Revisiting assumptions
What assumptions do you make about your partner holding the same definition of commitment as you do? Have you ever spelled out the details of your expectation of a committed relationship? What are your specific needs that you expect your partner (actual or envisioned) to meet? And does that make a committed relationship into some kind of closed deal rather than an open exploration?
People and relationships grow and evolve – so when is it time to re-visit a commitment? Or is the implication ‘till death us do part’, even on commitments that were made in ignorance or naivety? What brings most people together in the first place is probably life's longing to renew itself – a force of nature in which they are totally swept up. That’s certainly valid, but it only requires a medium-term focus – so why not just enjoy the rush while it lasts and skip the commitment drama?
It seems to me that if you don’t know why you are there, then that blurring of purpose will guarantee that the spirit that brought you together in the first place will disperse and fade away. So, for a commitment to mean more than the pretty words, it needs to be preceded by the question “Why am I here (with this person)?”
Of course you love them, or they make you laugh, or they’re great in bed, or you make a good team – but in reality that could easily be true for you with many, many others. You probably love your parents; comedians make you laugh; hot chocolate is great in bed; and the local footy club makes a good team. So why this person?
A new beginning
My experience is that a meaningful life is one in which we grow towards some purpose bigger than who we are at any given time. Growing always brings growing pains, be they physical, emotional, mental, or spiritual. Making a commitment is saying publicly that I will stick with it when the going gets tough – I will persevere to become that bigger person through whatever experiences may arise. The alternative is to keep seeking a world and other people who will adjust to suit you – good luck with that one!
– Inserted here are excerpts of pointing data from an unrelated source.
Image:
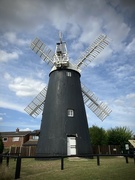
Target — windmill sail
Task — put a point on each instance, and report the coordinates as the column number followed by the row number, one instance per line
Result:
column 100, row 109
column 43, row 51
column 37, row 105
column 92, row 51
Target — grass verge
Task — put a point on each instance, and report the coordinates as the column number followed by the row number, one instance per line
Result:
column 75, row 169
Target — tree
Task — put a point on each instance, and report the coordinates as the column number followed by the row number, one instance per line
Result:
column 98, row 135
column 1, row 145
column 119, row 136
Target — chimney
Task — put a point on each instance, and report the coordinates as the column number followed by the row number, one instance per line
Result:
column 17, row 130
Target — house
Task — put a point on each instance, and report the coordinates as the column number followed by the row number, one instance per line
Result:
column 19, row 138
column 33, row 138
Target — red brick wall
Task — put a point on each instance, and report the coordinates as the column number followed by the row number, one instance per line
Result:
column 19, row 143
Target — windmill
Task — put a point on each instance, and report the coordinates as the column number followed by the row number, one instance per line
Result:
column 64, row 126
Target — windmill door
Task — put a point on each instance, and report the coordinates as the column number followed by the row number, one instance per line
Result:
column 71, row 146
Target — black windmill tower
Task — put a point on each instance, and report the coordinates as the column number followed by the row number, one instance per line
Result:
column 64, row 127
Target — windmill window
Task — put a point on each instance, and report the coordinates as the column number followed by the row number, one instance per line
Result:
column 70, row 113
column 15, row 139
column 68, row 74
column 5, row 139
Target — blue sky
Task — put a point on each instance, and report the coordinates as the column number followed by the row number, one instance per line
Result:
column 111, row 76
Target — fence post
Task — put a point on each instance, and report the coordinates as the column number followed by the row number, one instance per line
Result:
column 18, row 168
column 1, row 159
column 62, row 163
column 7, row 160
column 126, row 158
column 98, row 160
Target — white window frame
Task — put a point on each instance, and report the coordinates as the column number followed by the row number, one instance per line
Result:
column 4, row 139
column 68, row 73
column 35, row 137
column 15, row 139
column 70, row 113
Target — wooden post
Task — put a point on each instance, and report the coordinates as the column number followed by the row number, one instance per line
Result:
column 62, row 163
column 98, row 160
column 1, row 159
column 126, row 158
column 18, row 168
column 7, row 160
So doesn’t it make sense that relationship (other than life’s longing to renew itself) is about creating a special space – perhaps even a sacred space – for each person to grow as an individual? For me that implies a kind of space that can’t be created by one person alone. Only a committed relationship offers that every day, for as long as it takes. So being in a committed relationship is paradoxically, a commitment to oneself.
A formula for renewal
The only thing we can really commit to in a relationship is to do our best to create that sacred space – and to use that space not to stay small or safe, but to become the best person we can become.
Here’s a formula for those ready to renew their relationship. Discuss and make notes on the following questions. To make it work, a commitment must be freely chosen – not as a burden – not as an obligation – not from habit or inertia – not as an escape from aloneness.
- What kind of space do you offer your partner in that regard?
- What kind of space does your partner offer you? (It will be different from yours.)
- What is that combined space about – describe it as an environment. How does it nurture your growth in ways that would not otherwise be possible?
- How will you use that over the next (say) year? Anniversaries are good reminders.
- Are you willing to commit yourself to that?
Now you know exactly what each of you is committing to in your relationship, and that should be in full alignment with each of your higher selves – whoever they may be! So with full eye contact and full awareness – say the words to each other…
I think I hear the patter of little feet. Perhaps it’s the rats returning to New York!